The media and the touchy subject of race in rap music

As an irony of fate, Nick Conrad was recently accused of “anti-white racism”. As the little-known rapper released a song Pendez les blancs, a media lynch mob built around him. The rapper would be a “racist” calling for hatred of whites. Since the 1990s in France, the media have been very interested in the “slips” made by rappers on these issues. As if to reappropriate a domination that would be taken away from them through rap, the mainstream media likes to create controversy and reinsert the “racial question” into French rap, even though Thierry Ardisson tries not to deal with it anymore. In the United States, the affirmation of the anti-racist message in rap has remained very present in the media. Today, a show like Rhythm + Flow promotes the traditional image of hip-hop. The only white contestants were warned by a racialized panel of judges “you’re going to have to make your mark in this business, as a white person.” Kendrick Lamar had in 2016 invited a young fan on stage. As she chanted his lyrics that contained the “n-word”, he had taken over by telling her that she didn’t have to enunciate that word, infusing her with words that would not have been accepted by the French media, so fearful of the word ‘white’. The media took up the issue with much less enthusiasm than in the French controversies, re-launching the debate on the limits of the use of the n-word.

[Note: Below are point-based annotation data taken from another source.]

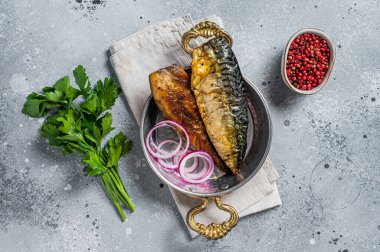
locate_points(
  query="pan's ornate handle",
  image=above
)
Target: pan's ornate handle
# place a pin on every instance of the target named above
(205, 29)
(212, 231)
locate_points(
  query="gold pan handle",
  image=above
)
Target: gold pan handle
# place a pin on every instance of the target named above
(212, 231)
(204, 29)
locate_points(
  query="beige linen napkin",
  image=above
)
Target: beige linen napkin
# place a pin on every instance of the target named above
(158, 46)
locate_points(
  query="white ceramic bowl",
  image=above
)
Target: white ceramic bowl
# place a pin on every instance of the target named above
(331, 61)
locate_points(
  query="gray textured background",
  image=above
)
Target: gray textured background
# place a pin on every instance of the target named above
(325, 147)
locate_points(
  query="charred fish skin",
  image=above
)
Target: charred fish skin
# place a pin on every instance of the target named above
(172, 93)
(217, 84)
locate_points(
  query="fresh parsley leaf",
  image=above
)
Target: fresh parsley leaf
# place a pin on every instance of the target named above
(80, 128)
(117, 146)
(106, 122)
(90, 107)
(95, 166)
(33, 105)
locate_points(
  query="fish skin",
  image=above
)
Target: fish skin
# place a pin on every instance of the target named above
(172, 93)
(218, 87)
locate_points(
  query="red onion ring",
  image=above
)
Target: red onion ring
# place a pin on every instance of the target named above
(200, 177)
(157, 152)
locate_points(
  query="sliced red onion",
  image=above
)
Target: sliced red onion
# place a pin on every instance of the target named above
(202, 176)
(156, 151)
(177, 159)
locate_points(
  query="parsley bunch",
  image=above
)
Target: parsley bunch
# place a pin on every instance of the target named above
(81, 128)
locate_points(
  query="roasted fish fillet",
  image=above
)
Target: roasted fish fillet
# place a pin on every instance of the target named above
(172, 93)
(217, 85)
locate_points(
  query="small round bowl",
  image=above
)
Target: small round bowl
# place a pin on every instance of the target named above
(331, 61)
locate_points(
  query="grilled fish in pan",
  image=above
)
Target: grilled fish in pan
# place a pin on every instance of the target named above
(217, 85)
(172, 93)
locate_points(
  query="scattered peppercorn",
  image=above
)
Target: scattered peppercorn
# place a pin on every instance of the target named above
(307, 61)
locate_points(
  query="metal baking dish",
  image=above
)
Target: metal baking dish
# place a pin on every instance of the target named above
(258, 144)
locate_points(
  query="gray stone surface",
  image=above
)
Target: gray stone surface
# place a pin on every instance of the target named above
(325, 147)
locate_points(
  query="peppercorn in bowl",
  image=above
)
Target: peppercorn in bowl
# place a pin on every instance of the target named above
(307, 61)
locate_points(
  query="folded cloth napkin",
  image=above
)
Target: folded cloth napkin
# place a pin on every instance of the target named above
(158, 46)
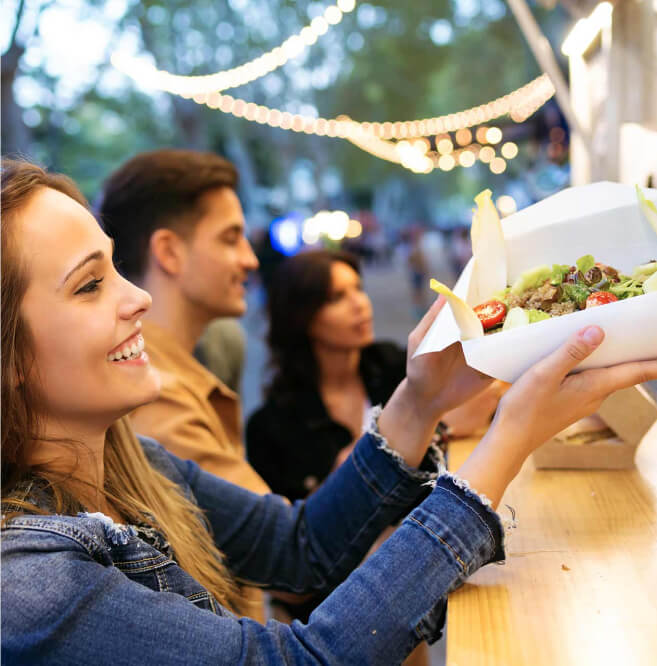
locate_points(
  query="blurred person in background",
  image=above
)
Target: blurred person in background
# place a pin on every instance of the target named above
(222, 350)
(179, 232)
(418, 273)
(116, 551)
(328, 372)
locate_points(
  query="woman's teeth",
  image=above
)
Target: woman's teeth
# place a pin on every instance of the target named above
(129, 352)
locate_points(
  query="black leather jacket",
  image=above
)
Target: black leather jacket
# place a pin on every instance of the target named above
(292, 441)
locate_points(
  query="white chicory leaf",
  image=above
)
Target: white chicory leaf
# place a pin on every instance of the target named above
(648, 208)
(490, 266)
(465, 316)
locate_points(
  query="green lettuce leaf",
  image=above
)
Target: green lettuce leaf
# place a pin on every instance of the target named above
(585, 263)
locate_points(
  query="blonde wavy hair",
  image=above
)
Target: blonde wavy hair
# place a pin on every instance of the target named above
(132, 486)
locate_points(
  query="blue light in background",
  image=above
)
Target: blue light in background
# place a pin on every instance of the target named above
(285, 234)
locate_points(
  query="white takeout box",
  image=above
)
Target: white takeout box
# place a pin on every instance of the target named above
(602, 219)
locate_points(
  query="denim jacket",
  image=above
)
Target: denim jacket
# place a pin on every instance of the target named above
(84, 590)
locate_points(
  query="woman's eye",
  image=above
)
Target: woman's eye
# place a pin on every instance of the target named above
(91, 286)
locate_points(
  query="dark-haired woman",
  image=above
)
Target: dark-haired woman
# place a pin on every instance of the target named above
(328, 372)
(116, 551)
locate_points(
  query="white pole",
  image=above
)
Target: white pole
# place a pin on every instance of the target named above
(544, 55)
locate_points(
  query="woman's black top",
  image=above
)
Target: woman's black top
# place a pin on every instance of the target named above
(293, 442)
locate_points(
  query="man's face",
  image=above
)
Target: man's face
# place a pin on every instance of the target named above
(218, 257)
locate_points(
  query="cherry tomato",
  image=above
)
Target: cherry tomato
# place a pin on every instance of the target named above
(491, 313)
(600, 298)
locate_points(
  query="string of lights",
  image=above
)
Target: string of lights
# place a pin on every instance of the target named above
(419, 157)
(519, 104)
(188, 86)
(402, 142)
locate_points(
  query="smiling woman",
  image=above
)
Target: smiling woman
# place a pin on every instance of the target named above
(107, 553)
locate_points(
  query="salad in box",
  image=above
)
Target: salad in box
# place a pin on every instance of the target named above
(587, 255)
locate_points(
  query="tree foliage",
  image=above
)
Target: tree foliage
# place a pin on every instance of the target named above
(385, 61)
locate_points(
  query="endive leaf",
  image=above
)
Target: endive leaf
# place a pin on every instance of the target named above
(648, 208)
(465, 316)
(489, 273)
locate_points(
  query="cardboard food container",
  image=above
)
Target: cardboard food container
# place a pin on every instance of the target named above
(603, 219)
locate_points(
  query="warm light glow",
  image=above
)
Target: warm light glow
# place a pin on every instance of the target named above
(193, 86)
(486, 154)
(354, 229)
(586, 30)
(463, 137)
(509, 150)
(493, 135)
(497, 165)
(445, 146)
(506, 205)
(346, 5)
(466, 158)
(446, 163)
(481, 134)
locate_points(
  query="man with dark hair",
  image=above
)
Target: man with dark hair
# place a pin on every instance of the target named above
(178, 229)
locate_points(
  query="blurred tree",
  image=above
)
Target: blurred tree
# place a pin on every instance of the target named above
(385, 61)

Today, rap has become the most listened to music in France. Its message is a way to educate and talk about what the “dominant” don’t talk about. Rappers almost cohabit with Victor Hugo or Balzac in the books of high school students. In the United States, it allows the voice of the suburbs to be reaffirmed and the relationship to “race” to be reexamined in the country. The question of the “N-word” was largely (re)posed thanks to rap and allowed major societal questions to be reopened. The democratization of the genre is therefore a way of making itself heard and has notably allowed social categories far from these issues to educate themselves.anti-racism has built rap, but the reciprocal is also true. This equation makes the two variants a relatively inseparable duo, and has been since its creation. By reversing the balance of power, it has allowed to really serve a form of struggle. If rap was at the beginning a consequence of anti-racism and one of its expressions, its scope has made it a solid pillar.